WTO talks on harmful subsidies look set for 2021 continuation

World Trade Organization members will be consulted in the coming days on what next steps to take for the fisheries subsidies negotiations in the lead-up to the General Council meeting in mid-December, according to Santiago Wills, the chair of the talks, who serves as Colombia’s ambassador to the WTO.

Wills met with other heads of delegations this week to gather views on key issues concerning illegal, unreported, and unregulated (IUU) fishing; overcapacity and overfishing; and special and differential treatment for developing countries. He will meet the delegations again in mid-December, but it appears unlikely at this point that a deal will be done by the end of year, a deadline the WTO set in 2019.

Several ambassadors to the Geneva, Switzerland-based WTO provided drafting suggestions at the meeting, according to a delegate who spoke to SeafoodSource. That delegate expects talks to continue into next year, but said arriving at an agreement will “be a tough slog,” citing wide divergences in positions still remaining despite more than a year of on-and-off negotiations, complicated by the coronavirus.

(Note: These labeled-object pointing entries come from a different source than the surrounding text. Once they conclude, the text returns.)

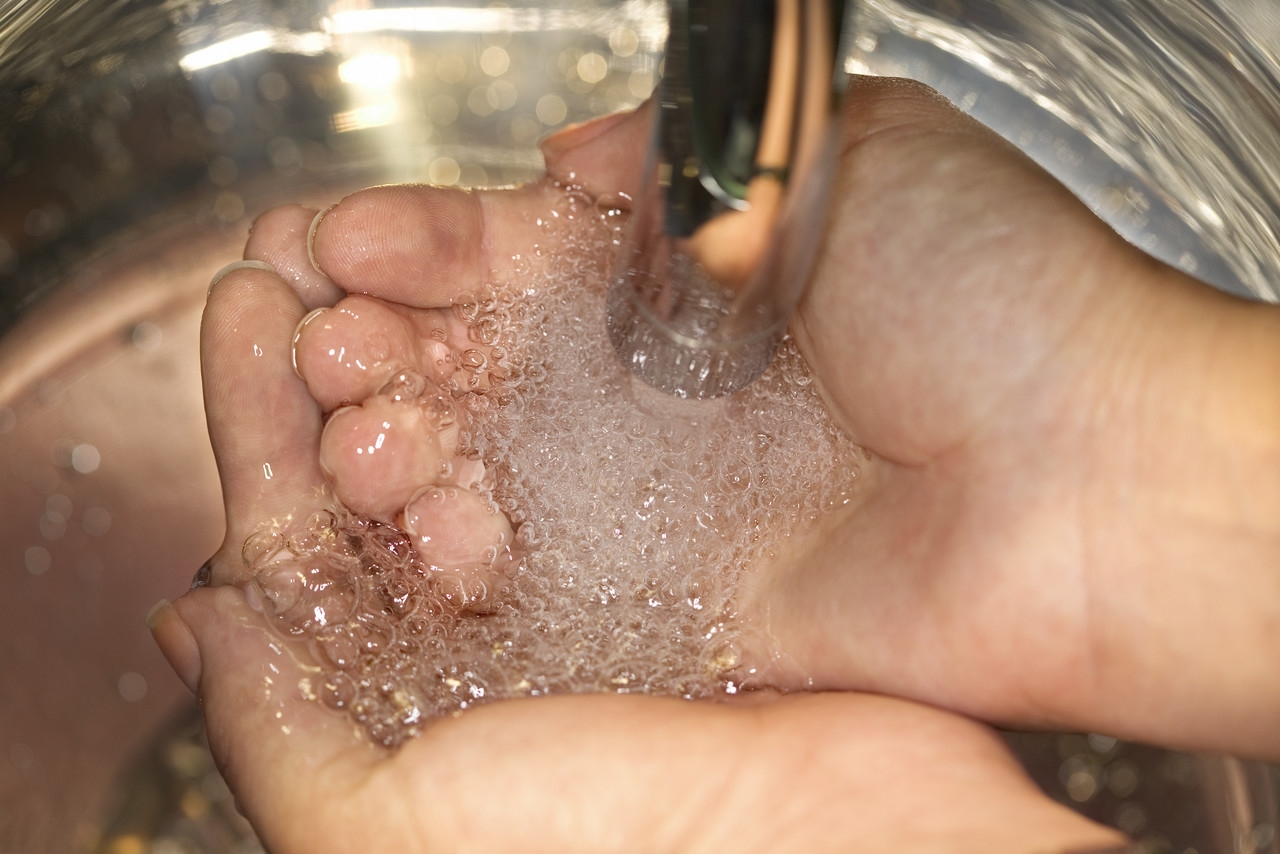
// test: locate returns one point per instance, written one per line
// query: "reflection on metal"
(307, 44)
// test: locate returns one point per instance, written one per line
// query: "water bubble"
(37, 560)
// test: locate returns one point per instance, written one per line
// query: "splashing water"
(635, 517)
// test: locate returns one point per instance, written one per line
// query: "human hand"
(1074, 446)
(1073, 517)
(565, 773)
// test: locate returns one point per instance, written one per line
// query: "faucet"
(726, 225)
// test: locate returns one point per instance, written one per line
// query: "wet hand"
(590, 773)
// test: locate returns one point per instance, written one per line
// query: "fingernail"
(156, 612)
(311, 238)
(204, 575)
(178, 645)
(240, 265)
(575, 135)
(297, 333)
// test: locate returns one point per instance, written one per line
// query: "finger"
(430, 246)
(414, 245)
(279, 238)
(817, 772)
(296, 767)
(263, 423)
(604, 155)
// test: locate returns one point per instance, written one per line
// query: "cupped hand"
(565, 773)
(1073, 512)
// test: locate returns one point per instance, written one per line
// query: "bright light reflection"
(252, 42)
(653, 30)
(374, 115)
(371, 71)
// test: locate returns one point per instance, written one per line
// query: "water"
(634, 515)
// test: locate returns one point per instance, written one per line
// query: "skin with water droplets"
(616, 520)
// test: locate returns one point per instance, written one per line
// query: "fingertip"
(311, 238)
(177, 643)
(282, 237)
(556, 144)
(606, 155)
(236, 266)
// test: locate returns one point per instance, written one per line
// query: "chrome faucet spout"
(725, 229)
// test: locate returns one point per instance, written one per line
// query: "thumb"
(295, 767)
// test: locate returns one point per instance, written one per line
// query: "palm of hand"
(933, 581)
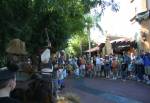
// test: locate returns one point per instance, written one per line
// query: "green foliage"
(77, 44)
(27, 20)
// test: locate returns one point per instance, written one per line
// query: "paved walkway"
(108, 91)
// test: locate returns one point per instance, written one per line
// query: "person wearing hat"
(7, 83)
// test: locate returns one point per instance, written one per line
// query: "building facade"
(140, 19)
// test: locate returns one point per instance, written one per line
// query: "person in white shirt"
(98, 66)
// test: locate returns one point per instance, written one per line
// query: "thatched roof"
(16, 46)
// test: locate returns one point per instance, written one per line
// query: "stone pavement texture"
(108, 91)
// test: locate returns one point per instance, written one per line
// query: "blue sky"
(115, 23)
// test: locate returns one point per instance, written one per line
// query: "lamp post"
(89, 39)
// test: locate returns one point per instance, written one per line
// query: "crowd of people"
(113, 66)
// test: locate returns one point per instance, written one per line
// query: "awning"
(93, 49)
(120, 40)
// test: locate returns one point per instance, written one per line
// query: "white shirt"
(98, 60)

How authorities might be qualified to make IUU fishing determinations that would trigger a subsidy prohibition is among the trickiest of the remaining issues still being negotiated. Concerns have also been raised over possible conflicts that may arise if different authorities make opposing determinations of whether IUU has occurred or not.

Setting common standards for what constitutes IUU looks set to be another bone of contention. India had circulated a proposal for how a WTO dispute settlement panel may review IUU claims with respect to a coastal state's fisheries management determinations.

Delegations also appear divided on whether or not to allow WTO members to grant or maintain certain capacity-building subsidies if a member can demonstrate that fishery management measures are being implemented to maintain fish stocks at sustainable levels. The U.S., meanwhile, wants a capping mechanism to complement the existing overcapacity prohibitions in a draft text that negotiators have been working on.

That draft remains peppered with holding spaces where agreements remain to be achieved, including special and differential treatment (SDT) for developing nations’ fisheries subsidies. Those exemptions from subsidy bans currently include developing countries that meet certain fishing volume and income thresholds.